Le cogió por las tiras del delantal, le levantó y le miró a los ojos. Por desgarrado que estuviera su vestido, por despeinada que estuviera su cabellera, por un momento se convirtió en el símbolo de toda mujer que en alguna ocasión ha tenido oportunidad de poner en su lugar a un hombre.

—El tiempo es oro —siseó—. Te doy treinta segundos para traerle un vaso de agua. A mí me parece una ganga, ¿y a ti?

—Está muy guapa cuando se enfada, ¿no te parece? —susurró Dosflores.

—Sí —asintió Rincewind sin entusiasmo.

—De acuerdo, de acuerdo —se acobardó el tendero.

—Y luego, nos dejarás salir —añadió Bethan.

—Por mí perfecto, hoy no pensaba abrir. ¡Sólo paré un momento para orientarme, y vosotros os colasteis!

Gruñendo, atravesó una cortina de cuentas para volver con un tazón lleno de agua.

—Lo he lavado especialmente —dijo tratando de esquivar la mirada de Bethan.

Rincewind miró el líquido del tazón. Probablemente había sido transparente antes de ser vertido en el recipiente, ahora beberlo significaría el genocidio para miles de gérmenes inocentes.

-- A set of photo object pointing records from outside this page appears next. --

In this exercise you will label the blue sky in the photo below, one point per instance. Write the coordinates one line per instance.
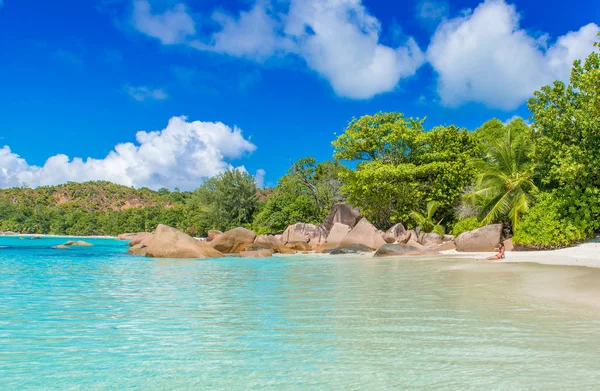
(260, 82)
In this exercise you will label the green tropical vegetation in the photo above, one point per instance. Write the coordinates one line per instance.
(541, 179)
(425, 221)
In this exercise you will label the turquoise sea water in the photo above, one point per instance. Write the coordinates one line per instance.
(95, 318)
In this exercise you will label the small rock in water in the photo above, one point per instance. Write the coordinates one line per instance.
(350, 249)
(78, 243)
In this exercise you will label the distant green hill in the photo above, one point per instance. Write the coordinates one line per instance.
(91, 196)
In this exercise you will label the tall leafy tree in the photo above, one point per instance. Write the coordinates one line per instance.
(567, 127)
(504, 186)
(400, 166)
(228, 200)
(305, 194)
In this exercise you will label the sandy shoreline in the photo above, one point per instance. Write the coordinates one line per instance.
(58, 236)
(585, 254)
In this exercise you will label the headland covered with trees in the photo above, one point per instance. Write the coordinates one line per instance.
(540, 179)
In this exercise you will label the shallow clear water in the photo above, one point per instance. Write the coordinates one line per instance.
(97, 318)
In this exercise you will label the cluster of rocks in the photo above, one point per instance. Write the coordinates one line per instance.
(73, 243)
(344, 231)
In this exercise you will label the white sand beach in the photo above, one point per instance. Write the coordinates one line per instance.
(585, 254)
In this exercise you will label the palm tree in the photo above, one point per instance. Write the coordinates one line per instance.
(425, 221)
(504, 185)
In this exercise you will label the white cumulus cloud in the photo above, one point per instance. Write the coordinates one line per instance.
(259, 178)
(181, 155)
(484, 56)
(338, 39)
(253, 34)
(431, 11)
(170, 27)
(142, 93)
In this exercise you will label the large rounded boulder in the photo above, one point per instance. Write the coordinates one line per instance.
(343, 214)
(126, 236)
(482, 239)
(212, 234)
(431, 239)
(270, 242)
(168, 242)
(143, 238)
(396, 234)
(233, 241)
(336, 235)
(364, 233)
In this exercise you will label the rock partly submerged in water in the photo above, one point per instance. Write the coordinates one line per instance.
(343, 214)
(364, 233)
(137, 249)
(127, 236)
(298, 246)
(263, 253)
(270, 242)
(141, 238)
(212, 234)
(168, 242)
(396, 234)
(350, 249)
(233, 241)
(337, 233)
(77, 243)
(482, 239)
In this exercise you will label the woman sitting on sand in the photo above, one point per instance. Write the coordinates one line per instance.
(500, 254)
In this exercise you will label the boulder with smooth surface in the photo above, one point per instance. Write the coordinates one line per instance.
(233, 241)
(141, 238)
(482, 239)
(212, 234)
(126, 236)
(350, 249)
(336, 234)
(448, 238)
(78, 243)
(263, 253)
(169, 242)
(344, 214)
(396, 234)
(413, 235)
(446, 246)
(298, 246)
(364, 233)
(431, 239)
(138, 249)
(269, 242)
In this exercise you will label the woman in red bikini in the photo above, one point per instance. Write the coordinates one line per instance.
(500, 254)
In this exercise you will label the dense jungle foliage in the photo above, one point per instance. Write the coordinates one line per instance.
(540, 179)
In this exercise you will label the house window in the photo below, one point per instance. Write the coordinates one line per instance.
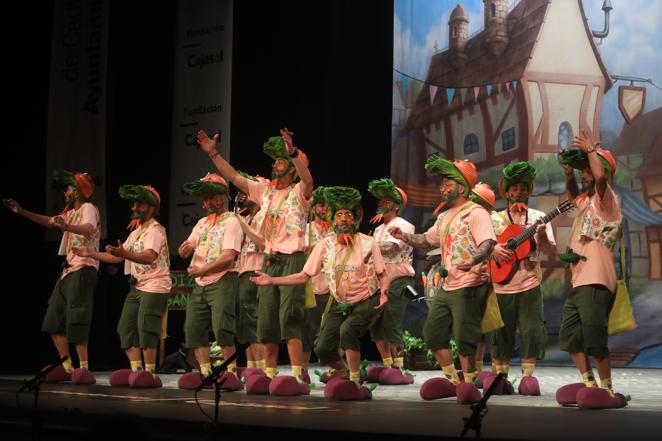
(508, 139)
(470, 144)
(565, 136)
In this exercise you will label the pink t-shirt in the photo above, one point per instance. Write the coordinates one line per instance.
(154, 278)
(86, 214)
(251, 258)
(470, 226)
(210, 240)
(400, 263)
(313, 236)
(528, 274)
(359, 279)
(598, 268)
(284, 224)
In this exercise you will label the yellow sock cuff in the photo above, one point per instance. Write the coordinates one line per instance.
(205, 368)
(67, 365)
(605, 383)
(589, 379)
(502, 369)
(451, 373)
(527, 369)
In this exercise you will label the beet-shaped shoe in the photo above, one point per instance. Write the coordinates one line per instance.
(287, 386)
(599, 398)
(436, 388)
(346, 390)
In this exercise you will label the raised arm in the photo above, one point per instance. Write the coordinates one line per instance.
(208, 145)
(302, 169)
(44, 221)
(587, 144)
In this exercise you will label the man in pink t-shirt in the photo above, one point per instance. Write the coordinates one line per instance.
(586, 311)
(69, 311)
(215, 243)
(466, 237)
(398, 257)
(353, 267)
(284, 209)
(520, 296)
(318, 228)
(147, 261)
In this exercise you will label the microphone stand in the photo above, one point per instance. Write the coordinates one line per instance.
(211, 378)
(479, 410)
(34, 384)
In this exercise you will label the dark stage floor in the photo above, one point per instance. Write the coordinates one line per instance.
(83, 412)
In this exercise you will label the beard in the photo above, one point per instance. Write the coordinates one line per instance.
(452, 196)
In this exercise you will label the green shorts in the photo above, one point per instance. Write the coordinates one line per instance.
(585, 320)
(523, 311)
(69, 311)
(389, 325)
(246, 311)
(280, 309)
(344, 330)
(312, 321)
(140, 322)
(212, 306)
(455, 313)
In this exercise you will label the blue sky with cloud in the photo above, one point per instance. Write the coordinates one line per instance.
(633, 47)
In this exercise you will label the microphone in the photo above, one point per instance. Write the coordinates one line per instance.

Lo dejó a un lado con cautela.

—¡Ahora, me voy a dar un buen lavado! —afirmó Bethan.

Cruzó la cortina. El tendero la señaló con un gesto vago y miró suplicante a Rincewind y a Dosflores.

—No está tan mal —explicó el turista—. Se va a casar con un amigo nuestro.

—¿Y él lo sabe?

—¿No van bien las cosas en el negocio de las tiendas estelares? —se interesó Rincewind en el tono más comprensivo que pudo mostrar.

El hombrecillo se encogió de hombros.

—Ni os lo imagináis —dijo—. Uno aprende a no esperar demasiado. Se hace una venta aquí, otra allá, lo justo para ir tirando, ya me entendéis. Pero la gente esa que hay ahora, los de la estrella pintada en la cara…, bueno, apenas he tenido tiempo de abrir la tienda, cuando ya están amenazando con quemármela. Dicen que es demasiado mágica. Y yo les digo que sí, que es mágica, claro, ¿qué se le va a hacer?

—Entonces, ¿hay muchos? —preguntó Rincewind.

—Están por todo el Disco, amigo. No me preguntes por qué.

—Piensan que una estrella se va a estrellar contra el Disco —le explicó el mago.